Na de naam Waar een Woord is, is een weg (november) was nu gekozen voor Kerk 2025: Een stap verder. Na ruim acht uur van intensief overleg werd die stap wel gezet. Het belangrijkste resultaat was dat het aantal classicale vergaderingen van 75 naar elf teruggebracht wordt. Aan elk van deze elf regio’s zal een classispredikant of regiopredikant verbonden worden: iemand die herinnert aan het wezen van de kerk (het Evangelie, de geloofsgemeenschap, de zending), iemand die de eenheid van de kerk een gezicht geeft, iemand die signaleert welke blokkades er zijn voor gemeente en predikant in het volgen van haar/zijn roeping.

Bisschop-predikant?

In het zoeken naar een goede naam voor deze elf kerkelijke ambtsdragers was het laveren tussen twee ‘klippen’. De door het moderamen voorgestelde naam ‘regiovoorzitter’ klonk veel synodeleden te bestuurlijk in de oren, deed sommigen van hen zelfs denken aan de wereld van de vakbond, terwijl de naam bisschop, predikant-bisschop of bisschop-predikant door anderen met hiërarchie en zelfs macht geassocieerd werd. Al verwoordde ds. Plaisier met nadruk dat een ‘machtsconcentratie van elf baronnen’ niet aan de orde is, had hij voor beide posities begrip: ‘Vanwege de geestelijke invulling kan de synode kiezen voor de benaming ‘bisschop-predikant’, maar vanwege de op zichzelf legitieme gevoelens in allerlei lagen van de bevolking is het evenzeer legitiem daarvoor niet te kiezen.’

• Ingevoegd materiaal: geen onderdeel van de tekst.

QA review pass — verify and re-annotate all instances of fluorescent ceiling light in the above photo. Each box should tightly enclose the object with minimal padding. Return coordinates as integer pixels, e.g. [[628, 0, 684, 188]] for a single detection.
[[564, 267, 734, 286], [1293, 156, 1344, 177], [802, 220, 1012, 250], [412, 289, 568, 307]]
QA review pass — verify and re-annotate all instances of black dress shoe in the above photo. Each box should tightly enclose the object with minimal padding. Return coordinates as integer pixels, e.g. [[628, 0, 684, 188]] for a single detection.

Nu besloten is dat er elf classispredikanten komen, verwachten we dat deze ambtsdragers anno 2016 van grote betekenis kunnen zijn, om hopelijk als eens Silas of Barnabas gemeenten aan te sporen en te bemoedigen, indien nodig te vermanen. Ik droom van een hedendaagse Epafras (Kol. 4:12), die door Overijssel of Brabant trekt en over wie als over de bijbelse Epafras gezegd wordt: ‘die uit de uwen is, een dienstknecht van Christus, te allen tijde strijdende voor u in de gebeden, opdat u, volmaakt en volkomen, vaststaat in heel de wil van God.’

Witte vlekken

Opvallend was dat het hoofdstuk over de geografische indeling van ons land in gemeenten die tot de Protestantse Kerk behoren, weinig discussie opriep. Kerk 2025: Een stap verder stelt dat het beginsel dat elk gemeentelid in principe lid is van de (wijk)gemeente op het grondgebied waar hij woont, niet vanzelfsprekend het meest voor de hand liggende is. Ook hier zien we het zoeken van een weg tussen twee denklijnen: de gemeente waartoe ik vanwege Gods verbond mag horen of de gemeente waarvoor ik kies, een spanning tussen principe en gegroeide praktijk.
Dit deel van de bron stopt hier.